En una palabra: lo que puesto al servicio de una élite se guarda solo para servir a un interés particular perece y no permea, sirve para mucho menos de para lo que fue creado. La conservación a cal y canto es otra de las desgracias del libro, y si tras muchos siglos de biblioteca —de cualquier biblioteca— la voluntad de esparcir el conocimiento hubiera sido en verdad sincera y generosa, la pérdida de la matriz no habría sido tan dolorosa porque habría dado frutos que se podrían recolectar en otras bibliotecas o latitudes o formatos. Por el contrario y en ocasiones, aquella «huella» silenciosa que deja el libro responde a una horma no del todo altruista porque, al estar hecha a medida, lo está a modo de orden restrictiva y espuria.
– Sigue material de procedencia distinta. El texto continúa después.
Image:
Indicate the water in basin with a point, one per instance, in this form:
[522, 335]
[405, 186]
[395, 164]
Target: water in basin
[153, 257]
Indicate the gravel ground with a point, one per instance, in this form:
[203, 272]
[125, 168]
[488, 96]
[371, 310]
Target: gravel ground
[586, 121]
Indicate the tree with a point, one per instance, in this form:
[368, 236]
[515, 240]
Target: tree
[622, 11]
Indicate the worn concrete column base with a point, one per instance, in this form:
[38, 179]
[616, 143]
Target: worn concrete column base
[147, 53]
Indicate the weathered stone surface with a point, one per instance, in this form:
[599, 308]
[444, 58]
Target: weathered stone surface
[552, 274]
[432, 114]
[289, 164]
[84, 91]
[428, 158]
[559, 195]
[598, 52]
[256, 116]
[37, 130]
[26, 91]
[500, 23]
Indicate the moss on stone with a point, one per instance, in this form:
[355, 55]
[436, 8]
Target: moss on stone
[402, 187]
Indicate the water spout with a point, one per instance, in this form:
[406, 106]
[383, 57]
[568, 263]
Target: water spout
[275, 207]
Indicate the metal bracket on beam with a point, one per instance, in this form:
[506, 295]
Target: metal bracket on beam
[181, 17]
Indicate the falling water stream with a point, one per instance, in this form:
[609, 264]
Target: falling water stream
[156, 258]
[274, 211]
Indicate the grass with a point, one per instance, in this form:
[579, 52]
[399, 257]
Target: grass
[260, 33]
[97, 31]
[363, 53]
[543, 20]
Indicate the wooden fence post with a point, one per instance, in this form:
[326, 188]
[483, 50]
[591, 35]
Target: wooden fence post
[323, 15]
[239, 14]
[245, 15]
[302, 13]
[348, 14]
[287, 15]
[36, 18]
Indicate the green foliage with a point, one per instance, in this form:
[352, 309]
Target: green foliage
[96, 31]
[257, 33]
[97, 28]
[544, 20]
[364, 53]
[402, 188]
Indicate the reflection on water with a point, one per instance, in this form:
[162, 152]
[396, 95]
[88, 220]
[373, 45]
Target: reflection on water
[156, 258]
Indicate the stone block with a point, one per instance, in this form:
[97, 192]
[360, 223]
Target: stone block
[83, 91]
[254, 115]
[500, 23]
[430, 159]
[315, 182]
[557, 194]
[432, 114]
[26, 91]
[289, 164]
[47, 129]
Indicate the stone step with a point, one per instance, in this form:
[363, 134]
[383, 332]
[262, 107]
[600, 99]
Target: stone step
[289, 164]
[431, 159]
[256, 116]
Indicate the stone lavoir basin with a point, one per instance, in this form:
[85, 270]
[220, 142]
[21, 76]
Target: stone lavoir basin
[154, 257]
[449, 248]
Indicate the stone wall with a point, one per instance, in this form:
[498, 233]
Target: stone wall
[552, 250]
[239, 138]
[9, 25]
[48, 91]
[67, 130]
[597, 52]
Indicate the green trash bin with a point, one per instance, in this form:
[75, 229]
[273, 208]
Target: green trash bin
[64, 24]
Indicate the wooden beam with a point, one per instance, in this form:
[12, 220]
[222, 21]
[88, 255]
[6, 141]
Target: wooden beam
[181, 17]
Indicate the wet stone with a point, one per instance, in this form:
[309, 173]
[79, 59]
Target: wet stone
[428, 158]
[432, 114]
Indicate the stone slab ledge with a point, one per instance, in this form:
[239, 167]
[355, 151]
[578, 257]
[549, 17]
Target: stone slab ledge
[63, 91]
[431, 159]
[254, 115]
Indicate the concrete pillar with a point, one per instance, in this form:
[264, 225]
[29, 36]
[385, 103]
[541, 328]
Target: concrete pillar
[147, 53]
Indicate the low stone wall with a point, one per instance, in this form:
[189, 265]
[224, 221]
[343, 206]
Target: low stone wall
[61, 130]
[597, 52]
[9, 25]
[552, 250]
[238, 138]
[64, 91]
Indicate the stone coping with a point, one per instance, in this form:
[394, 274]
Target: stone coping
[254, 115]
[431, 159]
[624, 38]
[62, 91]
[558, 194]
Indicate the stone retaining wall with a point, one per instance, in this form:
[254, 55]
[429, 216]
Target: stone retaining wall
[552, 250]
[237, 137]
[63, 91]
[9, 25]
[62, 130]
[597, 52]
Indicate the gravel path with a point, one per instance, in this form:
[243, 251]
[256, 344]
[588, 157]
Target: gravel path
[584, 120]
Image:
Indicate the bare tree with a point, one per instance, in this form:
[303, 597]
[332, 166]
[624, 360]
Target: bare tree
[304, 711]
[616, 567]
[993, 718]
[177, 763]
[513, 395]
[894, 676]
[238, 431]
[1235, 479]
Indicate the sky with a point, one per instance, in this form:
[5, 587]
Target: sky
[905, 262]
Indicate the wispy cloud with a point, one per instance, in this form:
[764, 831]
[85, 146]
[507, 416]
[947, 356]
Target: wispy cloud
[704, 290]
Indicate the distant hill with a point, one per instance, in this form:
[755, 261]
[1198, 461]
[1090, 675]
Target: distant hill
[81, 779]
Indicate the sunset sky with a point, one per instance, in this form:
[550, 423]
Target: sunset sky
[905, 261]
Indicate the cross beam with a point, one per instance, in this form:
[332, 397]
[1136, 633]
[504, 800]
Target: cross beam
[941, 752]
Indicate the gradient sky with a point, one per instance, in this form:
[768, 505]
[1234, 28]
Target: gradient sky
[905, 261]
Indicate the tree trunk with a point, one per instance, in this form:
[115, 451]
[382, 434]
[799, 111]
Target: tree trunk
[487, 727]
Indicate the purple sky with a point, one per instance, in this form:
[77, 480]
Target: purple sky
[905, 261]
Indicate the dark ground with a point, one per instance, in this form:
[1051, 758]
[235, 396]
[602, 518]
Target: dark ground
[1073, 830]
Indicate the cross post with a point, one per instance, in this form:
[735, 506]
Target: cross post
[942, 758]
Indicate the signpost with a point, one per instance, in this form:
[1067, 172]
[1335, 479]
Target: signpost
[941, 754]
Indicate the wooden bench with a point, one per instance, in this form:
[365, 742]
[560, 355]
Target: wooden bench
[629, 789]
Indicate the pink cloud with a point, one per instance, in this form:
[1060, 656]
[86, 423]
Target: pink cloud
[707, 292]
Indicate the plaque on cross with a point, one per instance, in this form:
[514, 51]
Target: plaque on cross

Lo digo porque dejar consultar los libros solo a los iniciados no es lo mismo que procurar que todos los súbditos (todos) tengan la posibilidad de convertirse en lectores aptos para entrar en la biblioteca: el sintagma «biblioteca abierta a todos» es cierto solo desde hace unos pocos decenios; titular como biblioteca «pública», tal y como entendemos hoy el concepto público, una fundada en el siglo XV es poco más que un chascarrillo. La historia rebosa de lugares vacíos y exclusivos, llamados bibliotecas, en los que no podían entrar los menos letrados, los contrarios, los disidentes, las mujeres, los pobres, los críticos y los mal vestidos, que se vieron obligados a resignarse a su suerte ya en tiempos de los Ptolomeo. Sucede que el género humano es especialista en devorar, también, sus mejores creaciones y el libro y las bibliotecas —está admitido— lo son. Nada, pues, de lo que alegrarse en exceso y sin contrapartidas, nada ante lo que quedar rendido o sumiso, y mucho menos boquiabierto, sin hacerse siquiera una pregunta impertinente.